Decomposition of the healthcare inequality relies on the assumption that the healthcare is a linear function of the outcome variables. This is important because in decomposition analysis the concentration indices are calculated using the predictions from a linear regression model [21].
The starting point was to express a linear function of the outcome variables in relation to the NHIS variable as well as other demographic and socioeconomic control variables. This is given as:
$$ y=\mathrm{a}+{\sum}_k{\beta}_k{x}_k+\upvarepsilon $$
(2)
Where x represents the vector of explanatory variables, including NHIS status. Following Wagstaff, Doorslaer, & Watanabe [21], the standard concentration index (CI) for outcome variable y can be written as
$$ \mathrm{CI}\left(\mathrm{y}\right)={\sum}_k\left({\beta}_k{\overline{x}}_k/\upmu \right)\;{c}_k+\mathrm{G}{C}_{\varepsilon }/\upmu $$
(3)
Where CI(y) is the standard concentration index, \( {\overline{x}}_k \) is the mean of xk, ck is the CI for xk, μ is the mean of y, G Cε is the generalized CI for the error term (ε). From equation (3), two important grouping can be made; (i) the first term on the right-hand side of the equation expresses a weighted sum of the CI of k regressions, where the weight \( {\overline{x}}_k \) is the elasticity of y with respect to xk (ηk = \( {\beta}_k{\overline{x}}_k \) / μ). (ii) the second term on the right-hand side is the residual element which expresses the portion of inequality that cannot be explained by the contributing variables. Statistical significance of the CIs as well as the decomposition analysis was calculated using the bootstrapping technique with robust standard errors [7].
Description of variables
In this study, we focused on pregnancy-related maternal health care utilization indicators. Specifically, we used, at least four ANC visits, and delivery by skilled attendants. Outcomes were measured as dummy variables that take the value of one if a woman had utilized the service and 0 otherwise.

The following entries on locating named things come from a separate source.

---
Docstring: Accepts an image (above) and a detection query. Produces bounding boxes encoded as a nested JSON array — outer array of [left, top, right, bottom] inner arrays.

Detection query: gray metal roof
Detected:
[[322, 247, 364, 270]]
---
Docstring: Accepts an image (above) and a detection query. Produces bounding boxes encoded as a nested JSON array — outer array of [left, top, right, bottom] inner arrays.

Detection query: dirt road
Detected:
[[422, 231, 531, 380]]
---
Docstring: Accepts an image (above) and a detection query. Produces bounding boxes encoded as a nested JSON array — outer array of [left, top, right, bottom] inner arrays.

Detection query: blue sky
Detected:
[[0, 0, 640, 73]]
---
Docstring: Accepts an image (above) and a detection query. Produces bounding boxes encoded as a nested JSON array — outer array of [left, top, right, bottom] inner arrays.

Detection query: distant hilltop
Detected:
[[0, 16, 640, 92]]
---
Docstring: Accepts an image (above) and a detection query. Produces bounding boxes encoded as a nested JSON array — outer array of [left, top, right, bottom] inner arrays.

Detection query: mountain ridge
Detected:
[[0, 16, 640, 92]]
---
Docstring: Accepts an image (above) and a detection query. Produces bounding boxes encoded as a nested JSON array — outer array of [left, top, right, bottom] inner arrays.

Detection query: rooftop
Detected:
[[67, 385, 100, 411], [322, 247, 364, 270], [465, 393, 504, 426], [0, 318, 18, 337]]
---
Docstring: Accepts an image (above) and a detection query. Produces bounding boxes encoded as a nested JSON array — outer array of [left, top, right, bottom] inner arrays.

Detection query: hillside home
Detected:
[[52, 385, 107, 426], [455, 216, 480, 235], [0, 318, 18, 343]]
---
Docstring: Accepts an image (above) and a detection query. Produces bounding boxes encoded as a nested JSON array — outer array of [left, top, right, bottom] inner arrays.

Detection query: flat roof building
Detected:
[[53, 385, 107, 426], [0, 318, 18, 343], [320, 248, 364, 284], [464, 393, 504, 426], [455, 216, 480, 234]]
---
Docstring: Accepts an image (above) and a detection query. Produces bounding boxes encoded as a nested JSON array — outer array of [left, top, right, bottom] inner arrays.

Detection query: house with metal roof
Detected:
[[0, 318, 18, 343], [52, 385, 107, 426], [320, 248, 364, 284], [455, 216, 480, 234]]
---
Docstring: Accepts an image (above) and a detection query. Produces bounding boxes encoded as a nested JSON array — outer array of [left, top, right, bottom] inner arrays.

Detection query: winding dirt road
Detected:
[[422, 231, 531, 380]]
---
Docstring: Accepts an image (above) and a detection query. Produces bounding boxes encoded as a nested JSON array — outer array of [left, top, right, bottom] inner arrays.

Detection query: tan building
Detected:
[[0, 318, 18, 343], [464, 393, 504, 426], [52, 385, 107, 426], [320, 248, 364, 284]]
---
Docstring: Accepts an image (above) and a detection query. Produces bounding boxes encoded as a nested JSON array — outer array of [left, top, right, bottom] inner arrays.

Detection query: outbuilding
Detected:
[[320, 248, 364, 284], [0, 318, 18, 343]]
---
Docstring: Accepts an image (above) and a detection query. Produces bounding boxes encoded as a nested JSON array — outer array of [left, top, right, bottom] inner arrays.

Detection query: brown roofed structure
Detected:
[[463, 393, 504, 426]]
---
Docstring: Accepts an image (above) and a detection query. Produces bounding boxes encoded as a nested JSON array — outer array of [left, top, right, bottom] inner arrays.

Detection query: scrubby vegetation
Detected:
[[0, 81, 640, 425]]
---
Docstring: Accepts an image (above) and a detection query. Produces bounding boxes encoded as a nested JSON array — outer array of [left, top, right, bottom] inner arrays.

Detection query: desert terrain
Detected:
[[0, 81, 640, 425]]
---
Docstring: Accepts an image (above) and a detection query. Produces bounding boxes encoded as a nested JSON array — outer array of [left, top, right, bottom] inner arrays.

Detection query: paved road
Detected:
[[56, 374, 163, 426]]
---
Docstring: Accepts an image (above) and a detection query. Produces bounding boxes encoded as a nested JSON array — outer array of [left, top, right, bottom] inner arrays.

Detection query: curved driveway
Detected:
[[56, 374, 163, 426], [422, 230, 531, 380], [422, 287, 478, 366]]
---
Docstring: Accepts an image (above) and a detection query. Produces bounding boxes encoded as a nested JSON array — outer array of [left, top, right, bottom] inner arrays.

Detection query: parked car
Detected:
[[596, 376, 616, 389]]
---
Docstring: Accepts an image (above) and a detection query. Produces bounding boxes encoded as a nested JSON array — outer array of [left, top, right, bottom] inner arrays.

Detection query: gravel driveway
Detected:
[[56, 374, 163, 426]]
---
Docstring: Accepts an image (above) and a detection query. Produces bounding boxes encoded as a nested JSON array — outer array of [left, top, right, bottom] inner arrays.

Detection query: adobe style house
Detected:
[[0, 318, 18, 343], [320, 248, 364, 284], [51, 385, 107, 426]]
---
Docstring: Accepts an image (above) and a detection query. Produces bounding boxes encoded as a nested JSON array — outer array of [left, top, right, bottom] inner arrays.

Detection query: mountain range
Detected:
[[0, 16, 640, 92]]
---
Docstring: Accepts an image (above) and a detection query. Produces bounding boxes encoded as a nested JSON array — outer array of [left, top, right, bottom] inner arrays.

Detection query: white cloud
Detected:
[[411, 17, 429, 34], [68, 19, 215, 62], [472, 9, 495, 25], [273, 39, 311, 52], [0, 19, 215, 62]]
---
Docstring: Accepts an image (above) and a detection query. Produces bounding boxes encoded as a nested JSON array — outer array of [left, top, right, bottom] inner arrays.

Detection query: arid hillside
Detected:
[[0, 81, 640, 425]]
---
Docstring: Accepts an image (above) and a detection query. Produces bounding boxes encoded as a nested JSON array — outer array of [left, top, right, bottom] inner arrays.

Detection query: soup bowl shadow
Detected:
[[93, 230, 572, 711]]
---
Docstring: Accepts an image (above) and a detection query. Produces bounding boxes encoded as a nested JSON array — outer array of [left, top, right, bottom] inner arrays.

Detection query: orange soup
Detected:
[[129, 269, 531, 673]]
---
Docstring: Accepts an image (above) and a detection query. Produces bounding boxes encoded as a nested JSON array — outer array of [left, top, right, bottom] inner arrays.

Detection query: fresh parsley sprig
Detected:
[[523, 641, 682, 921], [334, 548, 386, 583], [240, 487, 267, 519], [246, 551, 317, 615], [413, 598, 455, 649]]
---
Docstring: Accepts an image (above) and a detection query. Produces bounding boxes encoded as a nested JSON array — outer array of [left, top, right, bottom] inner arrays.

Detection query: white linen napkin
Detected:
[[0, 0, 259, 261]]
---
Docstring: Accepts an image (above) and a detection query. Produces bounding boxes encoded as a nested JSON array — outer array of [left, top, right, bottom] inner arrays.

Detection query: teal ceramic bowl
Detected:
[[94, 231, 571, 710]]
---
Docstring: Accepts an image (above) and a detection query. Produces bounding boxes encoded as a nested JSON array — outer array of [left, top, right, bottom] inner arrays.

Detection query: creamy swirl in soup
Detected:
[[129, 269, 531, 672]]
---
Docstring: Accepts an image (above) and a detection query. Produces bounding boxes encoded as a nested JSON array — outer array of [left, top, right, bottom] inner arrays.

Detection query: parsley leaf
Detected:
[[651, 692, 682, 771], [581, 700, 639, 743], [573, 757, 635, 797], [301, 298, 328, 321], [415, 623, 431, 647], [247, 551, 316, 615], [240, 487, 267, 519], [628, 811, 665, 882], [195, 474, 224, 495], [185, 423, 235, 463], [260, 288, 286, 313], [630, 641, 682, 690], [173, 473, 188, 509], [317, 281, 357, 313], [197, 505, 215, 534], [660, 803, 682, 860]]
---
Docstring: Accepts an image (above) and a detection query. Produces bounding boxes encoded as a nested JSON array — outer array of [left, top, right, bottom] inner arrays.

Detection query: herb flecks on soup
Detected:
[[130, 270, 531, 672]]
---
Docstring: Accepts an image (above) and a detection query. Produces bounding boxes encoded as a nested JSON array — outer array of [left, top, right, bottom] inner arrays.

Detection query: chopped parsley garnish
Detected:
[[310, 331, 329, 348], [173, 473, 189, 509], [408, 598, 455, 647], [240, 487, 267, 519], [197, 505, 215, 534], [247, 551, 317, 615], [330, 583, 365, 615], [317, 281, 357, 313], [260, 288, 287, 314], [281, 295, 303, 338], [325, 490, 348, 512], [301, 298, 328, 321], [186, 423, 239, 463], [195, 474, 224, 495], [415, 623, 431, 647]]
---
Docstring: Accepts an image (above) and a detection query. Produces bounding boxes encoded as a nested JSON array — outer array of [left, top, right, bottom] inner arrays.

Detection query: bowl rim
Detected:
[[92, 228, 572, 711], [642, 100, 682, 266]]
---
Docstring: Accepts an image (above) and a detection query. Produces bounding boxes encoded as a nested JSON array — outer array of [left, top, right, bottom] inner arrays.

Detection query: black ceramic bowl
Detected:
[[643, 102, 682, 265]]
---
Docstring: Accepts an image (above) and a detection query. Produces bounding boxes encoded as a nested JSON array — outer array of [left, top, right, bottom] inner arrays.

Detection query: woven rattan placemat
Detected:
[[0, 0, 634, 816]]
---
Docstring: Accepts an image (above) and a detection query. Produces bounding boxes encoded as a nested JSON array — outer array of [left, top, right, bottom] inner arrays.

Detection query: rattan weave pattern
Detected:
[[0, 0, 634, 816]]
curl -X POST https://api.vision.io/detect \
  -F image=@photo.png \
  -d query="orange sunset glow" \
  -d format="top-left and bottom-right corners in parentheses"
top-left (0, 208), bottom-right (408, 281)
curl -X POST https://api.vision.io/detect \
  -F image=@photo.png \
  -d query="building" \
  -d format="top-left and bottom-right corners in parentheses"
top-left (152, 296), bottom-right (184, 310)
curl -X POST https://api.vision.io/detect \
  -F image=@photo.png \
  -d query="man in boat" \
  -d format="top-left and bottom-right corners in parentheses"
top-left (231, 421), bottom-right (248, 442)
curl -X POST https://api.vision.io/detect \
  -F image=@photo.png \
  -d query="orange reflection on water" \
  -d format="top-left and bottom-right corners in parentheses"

In terms of socioeconomic indicators, the GDHS collects household asset information that is used to compute a wealth index. This wealth index has been shown to be strongly correlated with the economic and social status of the household [18]. Other variables included community, household and individual characteristics. The GDHS collects demographic and socioeconomic variables such as education, place of residence, age, gender, health facility in community, health insurance coverage, region of residence, sanitation, family size, among others.